In the Goldilocks scenario for USD bears from here, US yield rises will prove muted and EM and commodity currencies will continue to put in a stellar performance on normalisation as the weather warms and vaccines are administered at high volumes. From a valuation and carry perspective the Turkish lira is compelling if Turkey can avoid geopolitical quagmires. Other winners in a reflationary recovery could include the South African rand and Russian ruble, although geopolitics are a very prominent risk for the latter under a US President Biden. Within the G-10, the commodity currencies are less compelling than they were before their recent blistering ascent, although they should do fine in a reflationary recovery. Also, there is still value in NOK if oil prices continue to normalise. In G3, besides the extensive USD coverage above, the euro benefits from global growth normalisation on the export side, but is dragged by less generous domestic stimulus and a negative policy rate, while the JPY hates higher yields and tends to track the US dollar in the crosses. Sterling is a tough call: structurally, there are the same negatives as for the USD, but its valuation is in a completely different post code – so its ceiling may prove somewhat low in a recovering economy.

Biggest global monetary shift in several generations under way?

Longer term, the key challenge for the US dollar could become downright existential if the world begins to lose trust in the “faith and credit” of the US Treasury. This challenge could come from two directions. The first of these would be the prospect of negative real interest rates, in which overuse of the printing press on the fiscal side results in high inflation that is not sufficiently offset by the policy rate – say 4% inflation with a 1% Fed Funds rate.

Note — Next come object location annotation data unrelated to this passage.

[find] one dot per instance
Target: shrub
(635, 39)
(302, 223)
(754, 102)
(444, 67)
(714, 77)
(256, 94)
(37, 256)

The rise in gold, bitcoin/crypto assets, hard assets of any kind and the sudden increase in monetary velocity caused by an exodus from USD-linked former risk-free assets like T-bills and treasuries, could theoretically even trigger an outright USD crisis. 

Secondly, there is the challenge to the US dollar as the sole real global reserve currency in the shape of a China that is looking to replace the US dollar in its trade relationships with the outside world. It’s doing this both as a means of attracting global capital as it has achieved the status of global power on a par with the Euro bloc and the US, but also to avoid vulnerabilities to its financial system if the US weaponises the US dollar and its effective control of the global financial system in an attempt to thwart China’s rise, given that the rivalry between the two powers will only escalate from here. The instrument with which China is attempting this transformation of the renminbi to global currency status is the DCEP, the Digital Currency Electronic Payment framework or “digital yuan”. Already in trial runs in parts of China, the DCEP will be pivotal in its so-called dual circulation policy of maximising domestic growth while continuing to open its economy and capital markets to the world. A successful rollout of the DCEP in coming years could be the most momentous change to the global monetary system since the Bretton Woods system was created back in the dying days of WWII at Bretton Woods.